|
|
Yürürken başınızı kaldırın, yeter!
Geçen salı sabahı, Sinepop Sineması'ndaki basın gösterimi için sabahın köründe Beyoğlu'na adımımı attım. Ve donakaldım. İstiklal Caddesi boyunca tepelere, benim çektiğim sinema sanatçılarımızın büyütülmüş fotoğrafları asılmıştı. Her birinin üzerinde çarşaf gibi harflerle adım da yazılmış olarak. Ama bu resimler öylesine kötü basılmıştı ki... Bir Eleştirmenin Objektifinden adlı albüm-kitaptaki asıllarının çok silik birer kopyası. Nasıl üzüldüm, nasıl utanç duydum, anlatmama imkân yok.

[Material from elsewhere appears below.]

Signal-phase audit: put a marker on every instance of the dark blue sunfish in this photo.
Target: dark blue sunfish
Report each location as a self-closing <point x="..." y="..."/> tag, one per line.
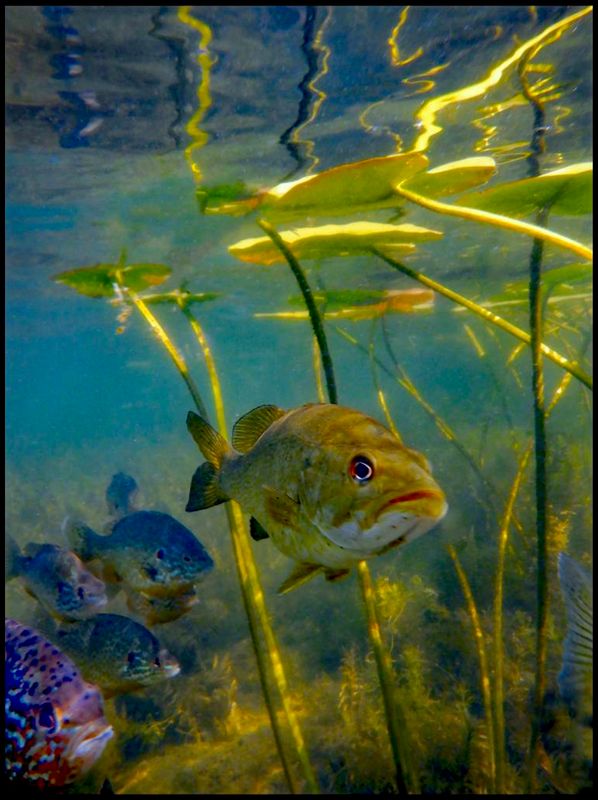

Beyoğlu'nda Yeşilçam nostaljisi Aslında her şey en iyi niyetlerle başlamıştı. Türk sinemasının 14 Kasım'daki yıldönümünü her yıl olduğu gibi bu yıl da kutlamak isteyen Beyoğlu Belediyesi, bana geçen haftalardaki 'yeni meydanlar' gezimiz sırasında bu öneriyi yapmıştı. Ben önce biraz yadırgamış, ama sonra kabul etmiştim. Alçakgönüllü ve iddiasız da olsalar, o resimlerin Yeşilçam'ın merkezine yakışacağını düşünmüştüm. Ne yazık ki verdikleri matbaa işini iyi yapamamış ve resimleri son derece kötü büyültmüştü. Neyse sağ olsunlar, üzüntümü anladılar, tepkimi anlayışla karşıladılar. Ve tüm resimlerin (70 kadar) yeniden, albümü basan matbaa tarafından basılmasına karar verdiler. Sanırım bugünden itibaren, bu yeni fotoğraflar asılı olacak. Ayrıca o gün Pera Müzesi'ndeki kokteylin de hayli geniş bir katılımla ve Belkıs Özener'in konseriyle çok iyi geçtiğini belki okudunuz, ben de söylemiş olayım. İşte böyle. Bizim resimler sonunda Beyoğlu'nun, yani halkın malı oldu. Şu günlerde İstiklal Caddesi'nde yürüyenler, umarım, en azından bu yeni haliyle, beğenirsiniz.